The promotional campaign was pretty clear that Tomb Raider was about a “survivor” being born. What we’ve got, as a result, is an origins story which seems like the logical way to approach a reboot. But what do you get when the tail-kicking Lara Croft is stripped of the skills she has honed over several years of Tomb Raiding? Well, another Lara Croft, it would seem, but this one is simply trying to survive. Right from the first act (Shipwrecked as a result of an expedition to the wrong part of the world gone hopelessly awry), Lara is thrust into one run-or-die situation after another, with the walls crumbling around her, bridges collapsing beneath her or stuff blowing up behind her. It’s not always a sprint-to-the-finish situation, however, because Tomb Raider’s moments of intensity can often be painfully slow, with Lara crouching under claustrophobic spaces, squeezing through the tiniest crevasses in a cave or using her climbing axe to literally cling on to life while scaling a cliff. The game succeeds at capturing the essence of open island exploration just as it does the cruel and painful crawl through close and confined spaces. This is a testament to the way in which is game is directed — in this particular case, not by you, the player, but by the unknown off-screen entity who seems to be operating the camera.
It deserves credit for being cinematic — yes, the Hollywood-inspired narrative is abundantly apparent (as is the inspiration drawn from games such as Uncharted), but the most exciting moments are those where interaction is involved. The cinema-style approach is more apparent than in most games we’re used to — the POV (point of view) and FOV (field of view) are kept dynamic to give the player either a sense of abundant space, claustrophobia, or altitude. This is achieved to perfection in virtually every instance where used without feeling gimmicky. Other subtle additions include a gentle camera bob that seems in sync with Lara’s footsteps, screen-shakes and found footage-style cutscenes that add to the cinematic depth of the experience. But just when it starts to feel like you’re watching a movie or TV show, you’re expected to do something. In a sense, it’s the anti-cinema, with your actions as a player critical to plot development, or in most cases, a screen that doesn’t read “game over”.

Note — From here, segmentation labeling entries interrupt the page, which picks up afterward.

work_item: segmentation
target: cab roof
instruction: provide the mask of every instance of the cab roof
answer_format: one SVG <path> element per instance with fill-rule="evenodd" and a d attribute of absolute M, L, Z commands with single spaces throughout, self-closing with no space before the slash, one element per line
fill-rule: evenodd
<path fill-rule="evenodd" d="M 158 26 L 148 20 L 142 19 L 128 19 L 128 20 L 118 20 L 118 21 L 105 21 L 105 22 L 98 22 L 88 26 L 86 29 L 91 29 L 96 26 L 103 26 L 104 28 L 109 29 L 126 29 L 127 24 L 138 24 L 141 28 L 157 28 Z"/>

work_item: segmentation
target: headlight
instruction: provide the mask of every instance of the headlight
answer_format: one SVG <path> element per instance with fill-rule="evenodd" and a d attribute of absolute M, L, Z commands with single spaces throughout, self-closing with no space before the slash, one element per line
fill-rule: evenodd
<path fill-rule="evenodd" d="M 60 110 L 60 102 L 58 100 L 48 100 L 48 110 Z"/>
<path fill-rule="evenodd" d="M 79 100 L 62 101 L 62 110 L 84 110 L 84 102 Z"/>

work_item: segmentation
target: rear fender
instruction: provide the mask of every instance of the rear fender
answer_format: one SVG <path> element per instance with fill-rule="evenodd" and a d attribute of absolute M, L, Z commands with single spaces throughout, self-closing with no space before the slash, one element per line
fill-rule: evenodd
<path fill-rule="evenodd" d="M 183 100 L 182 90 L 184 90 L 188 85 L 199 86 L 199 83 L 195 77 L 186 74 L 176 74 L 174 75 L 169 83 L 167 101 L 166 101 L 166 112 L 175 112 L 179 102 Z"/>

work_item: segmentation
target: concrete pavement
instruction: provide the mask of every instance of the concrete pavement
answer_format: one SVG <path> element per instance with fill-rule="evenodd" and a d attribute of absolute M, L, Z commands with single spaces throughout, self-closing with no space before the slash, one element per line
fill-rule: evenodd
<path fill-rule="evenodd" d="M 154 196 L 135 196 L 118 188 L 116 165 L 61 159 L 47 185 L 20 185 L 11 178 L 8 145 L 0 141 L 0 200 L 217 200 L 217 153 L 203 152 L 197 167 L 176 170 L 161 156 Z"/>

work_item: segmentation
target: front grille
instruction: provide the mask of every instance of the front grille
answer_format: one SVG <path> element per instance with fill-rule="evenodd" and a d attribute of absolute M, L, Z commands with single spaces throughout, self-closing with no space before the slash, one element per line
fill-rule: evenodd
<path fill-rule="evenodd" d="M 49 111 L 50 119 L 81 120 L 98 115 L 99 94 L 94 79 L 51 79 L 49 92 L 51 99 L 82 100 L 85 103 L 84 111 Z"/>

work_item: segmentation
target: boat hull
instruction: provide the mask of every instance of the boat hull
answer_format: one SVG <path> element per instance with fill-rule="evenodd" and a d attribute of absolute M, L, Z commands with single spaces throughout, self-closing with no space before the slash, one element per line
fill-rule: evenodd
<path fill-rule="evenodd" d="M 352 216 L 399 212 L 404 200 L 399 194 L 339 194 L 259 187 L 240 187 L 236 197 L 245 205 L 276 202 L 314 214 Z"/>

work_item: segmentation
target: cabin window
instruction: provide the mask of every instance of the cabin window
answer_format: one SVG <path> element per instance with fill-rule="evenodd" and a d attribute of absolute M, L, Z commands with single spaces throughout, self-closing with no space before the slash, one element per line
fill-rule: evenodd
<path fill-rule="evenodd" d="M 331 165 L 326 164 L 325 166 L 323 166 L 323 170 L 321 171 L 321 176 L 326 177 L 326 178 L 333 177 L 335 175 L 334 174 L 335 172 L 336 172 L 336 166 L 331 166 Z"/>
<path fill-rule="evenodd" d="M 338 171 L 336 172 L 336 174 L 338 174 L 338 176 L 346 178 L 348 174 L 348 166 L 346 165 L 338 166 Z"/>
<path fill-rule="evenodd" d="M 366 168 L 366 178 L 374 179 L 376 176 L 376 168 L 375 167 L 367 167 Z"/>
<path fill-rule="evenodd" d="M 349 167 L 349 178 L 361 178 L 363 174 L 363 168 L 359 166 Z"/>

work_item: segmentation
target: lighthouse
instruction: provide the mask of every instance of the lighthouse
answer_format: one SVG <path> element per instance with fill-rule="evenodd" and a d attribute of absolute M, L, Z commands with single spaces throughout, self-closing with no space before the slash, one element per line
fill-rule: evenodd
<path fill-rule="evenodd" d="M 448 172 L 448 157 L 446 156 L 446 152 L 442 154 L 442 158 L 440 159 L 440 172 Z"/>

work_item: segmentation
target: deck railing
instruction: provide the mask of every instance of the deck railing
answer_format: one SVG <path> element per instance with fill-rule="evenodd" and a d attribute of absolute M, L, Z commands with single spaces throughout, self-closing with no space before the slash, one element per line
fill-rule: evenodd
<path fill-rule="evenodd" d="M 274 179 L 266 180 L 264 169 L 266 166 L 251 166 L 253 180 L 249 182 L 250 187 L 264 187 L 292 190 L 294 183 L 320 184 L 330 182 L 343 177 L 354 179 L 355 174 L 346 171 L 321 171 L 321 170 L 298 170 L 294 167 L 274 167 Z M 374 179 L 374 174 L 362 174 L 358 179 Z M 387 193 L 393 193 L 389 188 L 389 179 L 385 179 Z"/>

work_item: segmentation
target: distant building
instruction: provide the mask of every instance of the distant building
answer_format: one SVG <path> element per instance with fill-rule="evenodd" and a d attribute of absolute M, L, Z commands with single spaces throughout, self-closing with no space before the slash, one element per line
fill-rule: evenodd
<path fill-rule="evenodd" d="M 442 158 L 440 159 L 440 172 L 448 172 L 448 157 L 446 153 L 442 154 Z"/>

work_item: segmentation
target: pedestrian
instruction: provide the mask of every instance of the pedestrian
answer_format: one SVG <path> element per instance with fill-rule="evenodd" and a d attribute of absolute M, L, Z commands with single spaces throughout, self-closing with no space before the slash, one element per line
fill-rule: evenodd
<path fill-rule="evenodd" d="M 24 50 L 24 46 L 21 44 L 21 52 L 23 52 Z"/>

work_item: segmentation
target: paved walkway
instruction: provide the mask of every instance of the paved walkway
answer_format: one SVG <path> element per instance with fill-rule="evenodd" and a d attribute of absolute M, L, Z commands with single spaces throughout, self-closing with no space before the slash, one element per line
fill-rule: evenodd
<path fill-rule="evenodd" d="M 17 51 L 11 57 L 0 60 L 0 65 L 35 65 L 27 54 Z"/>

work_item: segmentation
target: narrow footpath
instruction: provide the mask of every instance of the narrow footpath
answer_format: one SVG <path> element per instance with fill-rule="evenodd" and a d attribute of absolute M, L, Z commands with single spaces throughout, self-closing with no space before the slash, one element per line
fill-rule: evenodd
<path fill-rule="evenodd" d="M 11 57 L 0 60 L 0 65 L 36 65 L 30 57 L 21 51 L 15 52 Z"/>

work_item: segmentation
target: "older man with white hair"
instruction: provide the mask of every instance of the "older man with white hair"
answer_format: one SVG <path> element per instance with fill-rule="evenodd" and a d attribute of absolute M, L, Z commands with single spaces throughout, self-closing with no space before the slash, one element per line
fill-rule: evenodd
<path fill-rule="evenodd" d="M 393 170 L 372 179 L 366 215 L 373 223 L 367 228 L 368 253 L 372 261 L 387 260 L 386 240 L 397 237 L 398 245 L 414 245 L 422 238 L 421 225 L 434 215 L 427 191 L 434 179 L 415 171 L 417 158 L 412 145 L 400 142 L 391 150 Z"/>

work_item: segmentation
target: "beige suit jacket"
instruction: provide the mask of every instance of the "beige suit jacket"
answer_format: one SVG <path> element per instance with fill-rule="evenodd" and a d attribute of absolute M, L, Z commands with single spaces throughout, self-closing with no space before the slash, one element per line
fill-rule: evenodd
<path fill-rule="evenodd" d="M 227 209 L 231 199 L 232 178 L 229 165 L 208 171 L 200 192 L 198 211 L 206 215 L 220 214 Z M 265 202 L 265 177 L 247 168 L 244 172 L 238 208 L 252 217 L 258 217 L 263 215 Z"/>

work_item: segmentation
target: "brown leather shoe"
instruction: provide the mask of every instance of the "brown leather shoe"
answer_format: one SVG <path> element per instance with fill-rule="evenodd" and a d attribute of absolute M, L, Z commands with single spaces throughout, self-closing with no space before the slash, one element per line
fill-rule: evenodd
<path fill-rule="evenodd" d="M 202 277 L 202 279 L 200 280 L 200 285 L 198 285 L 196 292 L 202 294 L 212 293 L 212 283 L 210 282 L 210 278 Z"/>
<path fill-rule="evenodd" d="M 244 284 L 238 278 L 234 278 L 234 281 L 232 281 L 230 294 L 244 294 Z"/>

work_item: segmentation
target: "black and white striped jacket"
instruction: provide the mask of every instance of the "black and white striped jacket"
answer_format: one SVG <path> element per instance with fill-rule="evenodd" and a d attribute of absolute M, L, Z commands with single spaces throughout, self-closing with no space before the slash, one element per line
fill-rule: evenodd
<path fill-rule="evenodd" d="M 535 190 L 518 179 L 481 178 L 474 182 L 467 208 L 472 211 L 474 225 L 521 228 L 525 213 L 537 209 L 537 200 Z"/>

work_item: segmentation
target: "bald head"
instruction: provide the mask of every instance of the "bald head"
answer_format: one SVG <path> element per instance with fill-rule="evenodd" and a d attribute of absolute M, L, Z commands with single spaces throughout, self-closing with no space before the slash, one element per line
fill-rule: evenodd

Tomb Raider is a great example of a reboot done just right. It’s great to see the series evolve — this feels like a next gen title in every sense of the word (even though our consoles are yet to completely make that transition). Game and level design is top draw, the campaign’s pacing is just about perfect and it would appear that Crystal Dynamics have discovered the perfect action-to-platforming-to-puzzle ratio. It also doesn’t hurt that the game looks consistently spectacular throughout its 10-hour story mode, while the audio is intensely atmospheric. Let’s ignore the occasionally dodgy voice acting, bugs and the needlessly tacked-on multiplayer, because the rest of the all-new Tomb Raider experience is almost faultless.